= Cationization of cotton =

Chemical process

The cationization of cotton is an electrokinetic process for surface-charging cotton with negative ions. Cationization alters the characterization of the surface of the cotton, which allows salt-free dyeing and improves the dyeability of cotton. The process involves the chemical reaction of cationic reactive agents with cellulose.

== Methods of cationization ==
Cationization involves the modification of cellulosic macromolecules that have positively charged sites, by using a chemical reaction with cationic reagents; for example, with a quaternary ammonium cation or using (3-chloro-2-hydroxylpropyl) trimethyl-ammonium chloride (CHPTAC).

== Advantages ==

Cotton possesses a negative surface charge, while reactive and direct dyes also carry a negative charge. The like charges repel each other, and the addition of salt aids in dyeing by generating a positive charge on the cotton surface. The industry has predominantly used reactive dyes to color knitted cotton goods. The treatment of salt-laden, colored effluent generated by the dyeing process is one of the industry's primary concerns. Cotton cationization is one of the most effective solutions to the aforementioned problem.

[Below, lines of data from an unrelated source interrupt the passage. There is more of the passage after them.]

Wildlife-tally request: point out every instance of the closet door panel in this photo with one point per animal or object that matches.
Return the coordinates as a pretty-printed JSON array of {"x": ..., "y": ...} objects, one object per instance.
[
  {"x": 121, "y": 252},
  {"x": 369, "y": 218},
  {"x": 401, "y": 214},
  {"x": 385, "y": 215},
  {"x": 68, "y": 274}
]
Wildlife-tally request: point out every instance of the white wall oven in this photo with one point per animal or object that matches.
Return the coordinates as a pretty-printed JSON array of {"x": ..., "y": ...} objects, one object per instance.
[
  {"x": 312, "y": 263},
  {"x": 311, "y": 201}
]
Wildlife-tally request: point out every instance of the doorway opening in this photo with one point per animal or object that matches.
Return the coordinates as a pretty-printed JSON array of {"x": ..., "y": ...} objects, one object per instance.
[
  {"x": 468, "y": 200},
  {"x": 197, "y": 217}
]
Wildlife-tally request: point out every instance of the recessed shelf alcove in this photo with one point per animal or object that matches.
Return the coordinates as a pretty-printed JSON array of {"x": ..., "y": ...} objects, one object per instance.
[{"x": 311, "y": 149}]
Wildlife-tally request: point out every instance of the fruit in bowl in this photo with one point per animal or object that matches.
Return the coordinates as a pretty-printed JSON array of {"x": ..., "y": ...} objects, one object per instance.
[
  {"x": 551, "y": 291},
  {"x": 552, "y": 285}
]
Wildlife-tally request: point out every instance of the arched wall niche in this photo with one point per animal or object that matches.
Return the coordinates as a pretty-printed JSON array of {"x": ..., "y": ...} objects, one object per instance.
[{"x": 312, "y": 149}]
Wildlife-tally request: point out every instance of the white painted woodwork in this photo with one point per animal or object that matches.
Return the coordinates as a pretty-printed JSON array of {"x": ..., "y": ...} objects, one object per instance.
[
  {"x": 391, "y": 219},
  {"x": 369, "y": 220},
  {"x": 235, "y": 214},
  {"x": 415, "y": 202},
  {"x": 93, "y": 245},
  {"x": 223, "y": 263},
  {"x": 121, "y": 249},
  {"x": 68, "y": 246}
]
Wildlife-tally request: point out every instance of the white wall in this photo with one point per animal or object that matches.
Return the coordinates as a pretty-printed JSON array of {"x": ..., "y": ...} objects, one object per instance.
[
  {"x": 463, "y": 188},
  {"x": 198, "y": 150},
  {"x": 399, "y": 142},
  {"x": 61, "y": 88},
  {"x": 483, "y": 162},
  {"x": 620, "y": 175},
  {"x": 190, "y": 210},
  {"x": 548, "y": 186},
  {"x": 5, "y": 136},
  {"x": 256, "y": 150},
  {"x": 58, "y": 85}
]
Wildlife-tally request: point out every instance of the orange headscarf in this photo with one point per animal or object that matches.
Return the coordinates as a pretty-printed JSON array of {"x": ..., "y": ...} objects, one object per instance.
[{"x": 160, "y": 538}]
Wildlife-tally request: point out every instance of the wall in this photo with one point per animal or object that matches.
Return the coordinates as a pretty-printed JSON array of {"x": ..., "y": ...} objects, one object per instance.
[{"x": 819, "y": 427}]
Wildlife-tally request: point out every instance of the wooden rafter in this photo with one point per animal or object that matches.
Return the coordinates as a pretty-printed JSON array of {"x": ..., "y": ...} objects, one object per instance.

Cationization of cotton enables salt-free dyeing and enhances the dyeability of the substrate with anionic dyes such as reactive dyes and direct dyes. Water and salt consumption are one of the major problems in dyeing, especially of cotton, which leads to substantial environmental impact with extra time and cost. Secondly, washing off the residual salt is also important for washing-fastness properties, which needs more washing baths. Cationization of cotton reduces the effluent, TDS load, and water consumption in comparison to the conventional dyeing processes.